Глаза Азагота потемнели с такими чистыми и мощными эмоциями, что Лиллиана ощутила, как они, словно тёплым одеялом, окутали её сердце.
– Ты оказываешь мне честь, нося его по собственному желанию, а не по приказу, – тихо произнёс он. – Но ты не обязана это делать.
Лиллиана положила дрожащую руку на руку Азагота.
– Но я хочу.
Из его груди вырвался грубый, примитивный рык. Рот Азагота жёстко обрушился на рот Лиллианы и она ответила ему с равной агрессией, переплетаясь с ним языками, покусывая его губы.

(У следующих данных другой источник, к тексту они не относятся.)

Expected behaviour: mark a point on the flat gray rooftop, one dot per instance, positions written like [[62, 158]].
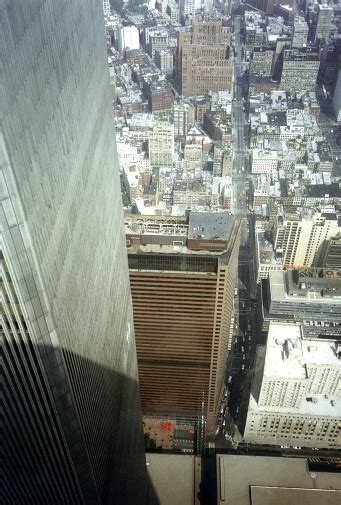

Словно прорвалась плотина и её тело затопила потребность, поспешная и неотложная. Лиллиана и прежде испытывала страсть, но эта была дикой, такой, о которой слагали лишь легенды.
Лиллиана приподняла бёдра навстречу бёдрам Азагота, и выгнулась. Ей было просто необходимо побыстрее выбраться из этой раздражающей одежды...
Внезапно волоски на затылке встали дыбом, а голову пронзила тревога.
Вот дерьмо.
Они были на пляже не одни.
Глава 14
Прокатившаяся по коже Азагота вибрация оказалась почти оргазмической. В Шеул-гра зло было повсюду, проникало во все щели, поэтому допустимо, что, если зло не было из ряда вон выходящим, Мрачный Жнец не обращал на него внимание.
Но здесь, в мире людей, зло обращало на себя внимание как адский жеребец в стаде ослов.
Азагот неохотно отодвинулся от Лиллианы и повернулся навстречу источнику недоброжелательным флюидам.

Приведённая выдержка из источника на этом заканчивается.